Distance run in the last 24 hours; 74.8NM
Average speed; 3.1 KN
Weather; Blue skies with slight cloud coverage, F4 wind increasing NW/W, temp 20°, slight seas
So the moment arrives that everybody has been much awaiting, it is time for us once again to set sail. All hands are called on deck and the watches divide up and go aloft to lose the sails. The wind is light and still in the wrong direction, but we all want some peace and quiet from the iron staysails (engines). The wind is forecast to swing around to the West this evening. Once the sails are set the call comes for the Engineer, Clare to shut the iron staysails down. For a few moments there is blissful silence that is until Glenn from Foremast watch observantly shouts that an Albatross who is slowly paddling along in the water has over taken the ship. So although we are sailing we are not currently making much progress.

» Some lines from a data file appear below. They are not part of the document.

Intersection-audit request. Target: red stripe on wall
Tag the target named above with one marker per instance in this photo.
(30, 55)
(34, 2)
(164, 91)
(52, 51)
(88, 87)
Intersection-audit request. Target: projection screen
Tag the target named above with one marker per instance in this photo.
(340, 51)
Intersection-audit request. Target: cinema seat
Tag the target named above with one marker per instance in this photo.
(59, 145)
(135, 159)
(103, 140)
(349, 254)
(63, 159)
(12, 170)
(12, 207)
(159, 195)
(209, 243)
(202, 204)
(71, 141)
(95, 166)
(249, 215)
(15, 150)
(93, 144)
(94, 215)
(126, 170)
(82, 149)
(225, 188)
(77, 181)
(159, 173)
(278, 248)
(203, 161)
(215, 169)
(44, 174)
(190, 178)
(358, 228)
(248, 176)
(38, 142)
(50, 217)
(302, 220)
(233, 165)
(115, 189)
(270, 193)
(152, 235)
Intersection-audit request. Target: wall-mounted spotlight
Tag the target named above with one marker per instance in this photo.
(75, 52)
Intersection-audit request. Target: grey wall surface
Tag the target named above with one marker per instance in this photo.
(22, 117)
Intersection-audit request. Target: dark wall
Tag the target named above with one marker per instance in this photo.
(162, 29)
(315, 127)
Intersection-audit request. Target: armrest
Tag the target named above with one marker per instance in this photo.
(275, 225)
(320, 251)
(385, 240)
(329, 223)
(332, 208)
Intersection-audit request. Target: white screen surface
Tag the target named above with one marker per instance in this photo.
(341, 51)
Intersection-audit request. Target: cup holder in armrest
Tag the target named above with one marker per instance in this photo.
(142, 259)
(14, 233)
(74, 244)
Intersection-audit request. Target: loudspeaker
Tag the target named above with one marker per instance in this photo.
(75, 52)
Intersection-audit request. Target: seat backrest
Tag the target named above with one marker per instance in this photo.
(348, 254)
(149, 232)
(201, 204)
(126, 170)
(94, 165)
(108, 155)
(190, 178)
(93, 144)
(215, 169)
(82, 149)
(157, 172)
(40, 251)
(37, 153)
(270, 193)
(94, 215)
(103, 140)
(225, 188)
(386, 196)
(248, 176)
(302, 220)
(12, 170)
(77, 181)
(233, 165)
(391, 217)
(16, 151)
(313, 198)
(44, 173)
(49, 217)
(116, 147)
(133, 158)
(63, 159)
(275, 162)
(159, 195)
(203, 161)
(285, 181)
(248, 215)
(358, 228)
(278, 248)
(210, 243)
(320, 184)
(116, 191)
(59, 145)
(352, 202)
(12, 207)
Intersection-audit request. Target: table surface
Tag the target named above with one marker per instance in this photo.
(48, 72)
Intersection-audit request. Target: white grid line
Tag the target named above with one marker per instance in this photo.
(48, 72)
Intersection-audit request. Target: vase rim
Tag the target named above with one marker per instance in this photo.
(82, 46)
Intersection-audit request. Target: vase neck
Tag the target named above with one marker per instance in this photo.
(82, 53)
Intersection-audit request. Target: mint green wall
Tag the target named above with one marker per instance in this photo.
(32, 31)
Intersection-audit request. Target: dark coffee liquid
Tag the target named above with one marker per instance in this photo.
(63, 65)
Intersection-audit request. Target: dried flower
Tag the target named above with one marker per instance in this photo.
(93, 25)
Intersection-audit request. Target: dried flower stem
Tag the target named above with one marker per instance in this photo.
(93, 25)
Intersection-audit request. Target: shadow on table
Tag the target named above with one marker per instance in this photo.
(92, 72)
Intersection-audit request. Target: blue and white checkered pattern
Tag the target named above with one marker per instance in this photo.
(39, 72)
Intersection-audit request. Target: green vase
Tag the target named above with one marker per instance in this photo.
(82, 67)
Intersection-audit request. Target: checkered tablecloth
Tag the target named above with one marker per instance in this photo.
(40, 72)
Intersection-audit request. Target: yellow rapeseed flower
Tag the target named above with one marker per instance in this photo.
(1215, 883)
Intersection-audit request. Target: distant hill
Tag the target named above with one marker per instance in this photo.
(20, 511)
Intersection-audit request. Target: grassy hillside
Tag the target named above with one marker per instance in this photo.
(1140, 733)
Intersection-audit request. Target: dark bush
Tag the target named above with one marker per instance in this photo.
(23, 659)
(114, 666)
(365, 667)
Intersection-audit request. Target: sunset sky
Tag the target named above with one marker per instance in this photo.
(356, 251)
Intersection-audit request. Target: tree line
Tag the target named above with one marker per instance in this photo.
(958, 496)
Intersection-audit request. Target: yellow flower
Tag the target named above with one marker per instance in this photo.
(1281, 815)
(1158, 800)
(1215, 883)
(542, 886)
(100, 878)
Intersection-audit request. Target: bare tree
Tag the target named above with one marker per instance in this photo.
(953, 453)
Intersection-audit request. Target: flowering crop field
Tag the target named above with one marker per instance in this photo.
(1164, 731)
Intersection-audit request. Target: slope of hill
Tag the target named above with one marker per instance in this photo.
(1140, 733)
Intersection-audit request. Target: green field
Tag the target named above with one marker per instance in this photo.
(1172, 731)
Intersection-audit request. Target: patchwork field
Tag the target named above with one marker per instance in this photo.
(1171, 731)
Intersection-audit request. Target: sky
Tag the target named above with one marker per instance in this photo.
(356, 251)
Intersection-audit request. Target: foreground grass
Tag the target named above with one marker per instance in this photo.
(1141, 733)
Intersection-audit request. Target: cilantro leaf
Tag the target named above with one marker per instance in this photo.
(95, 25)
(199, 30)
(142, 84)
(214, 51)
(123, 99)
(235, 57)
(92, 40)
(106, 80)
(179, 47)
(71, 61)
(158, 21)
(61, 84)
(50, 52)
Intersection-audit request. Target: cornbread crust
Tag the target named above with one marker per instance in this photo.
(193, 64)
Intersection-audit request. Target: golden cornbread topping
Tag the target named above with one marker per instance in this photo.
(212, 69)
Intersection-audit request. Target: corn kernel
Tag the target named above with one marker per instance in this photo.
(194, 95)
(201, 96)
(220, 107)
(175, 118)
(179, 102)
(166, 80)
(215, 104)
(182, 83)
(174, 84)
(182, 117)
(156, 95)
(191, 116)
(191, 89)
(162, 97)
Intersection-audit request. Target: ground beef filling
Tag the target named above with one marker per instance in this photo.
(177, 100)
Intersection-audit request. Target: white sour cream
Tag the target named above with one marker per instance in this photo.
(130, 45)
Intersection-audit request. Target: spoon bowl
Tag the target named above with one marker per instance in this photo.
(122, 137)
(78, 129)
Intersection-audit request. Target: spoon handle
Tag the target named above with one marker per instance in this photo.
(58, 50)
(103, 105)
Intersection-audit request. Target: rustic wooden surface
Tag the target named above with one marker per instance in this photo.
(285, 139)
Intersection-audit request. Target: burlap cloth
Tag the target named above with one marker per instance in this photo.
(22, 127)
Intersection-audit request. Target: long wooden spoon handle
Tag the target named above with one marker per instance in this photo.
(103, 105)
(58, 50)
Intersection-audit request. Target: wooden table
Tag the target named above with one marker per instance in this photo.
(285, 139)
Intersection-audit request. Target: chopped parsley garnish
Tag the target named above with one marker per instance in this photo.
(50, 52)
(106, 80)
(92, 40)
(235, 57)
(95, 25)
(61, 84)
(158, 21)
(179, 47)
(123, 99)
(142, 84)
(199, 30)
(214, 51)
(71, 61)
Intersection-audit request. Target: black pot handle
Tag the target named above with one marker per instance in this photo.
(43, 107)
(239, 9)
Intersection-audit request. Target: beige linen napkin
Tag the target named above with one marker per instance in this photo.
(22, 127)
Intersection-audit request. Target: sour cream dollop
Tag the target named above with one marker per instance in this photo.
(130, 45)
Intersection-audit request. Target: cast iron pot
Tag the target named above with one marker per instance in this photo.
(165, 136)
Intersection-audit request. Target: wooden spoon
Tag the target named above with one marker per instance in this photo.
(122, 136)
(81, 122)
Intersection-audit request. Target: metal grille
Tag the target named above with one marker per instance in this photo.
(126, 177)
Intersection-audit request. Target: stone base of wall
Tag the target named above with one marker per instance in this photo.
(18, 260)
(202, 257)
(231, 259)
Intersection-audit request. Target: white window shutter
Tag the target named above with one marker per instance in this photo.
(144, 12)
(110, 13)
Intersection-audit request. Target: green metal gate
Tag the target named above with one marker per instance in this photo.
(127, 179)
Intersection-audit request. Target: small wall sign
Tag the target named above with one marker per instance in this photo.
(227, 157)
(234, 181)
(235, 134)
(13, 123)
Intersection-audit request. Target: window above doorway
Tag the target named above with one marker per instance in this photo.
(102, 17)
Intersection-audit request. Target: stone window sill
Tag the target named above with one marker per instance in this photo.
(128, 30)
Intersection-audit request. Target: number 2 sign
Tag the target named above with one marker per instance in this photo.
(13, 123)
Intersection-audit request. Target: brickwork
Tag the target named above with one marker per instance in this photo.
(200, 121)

The sea maybe big and vast and often not look any different from any other sea, but it never ceases to amaze me with the wondrous and unique wildlife and skies that you get to spectate and frequently you see things for a first time no matter how long you have been at sea. On the 2000 – 0000 watch the ship appears to be sailing “along the yellow brick road” as Donna-Maree and Trish aptly put it. Looking off the stern of the ship the sea is alive with bioluminescence that I can only describe as being like giant hundreds and thousands. We frequently get to see bioluminescence but not of this size and variety.
Most of the crew wake in the morning to the dreaded sound that the Iron staysails are on once again. There is groaning at the concern that the wind has changed direction. The good news is that it hasn’t, it is just that it didn’t pick up to the strength that we had hoped and as we have commitments today as we need to cover a bit of ground. At 1100 we will have the ‘Queen Mary II’ meeting us and sail alongside us for an hour.
Spirits are very high this morning and during the 2nd sitting of breakfast the announcement is made that we have crossed the border from South Australia to Victoria. In light of this we keep our tradition of tropical outfits and Cuban music being played through the PA system, followed by the professional crew photograph.
As Happy hour is well underway some of the professional crew spot the ‘Queen Mary II’ off the stern, however it takes 10 minutes before Morgan is declared the official winner of the loot of spotting & calling her to the officer of the watch first, well done Morgan.
She appears to slowly approach however she is actually going 20 knots and when she gets closer it takes no time for her to loom over us as she slows down to approx. 8 knots. It is an awesome sight to see and to know that there are over 2500 passengers on board all looking down on us and waving, when she is level with us and only 200m away we fire both starboard cannon’s to salute her. Then there is a cheer of 2500 people, followed by a huzzah of 52 people back.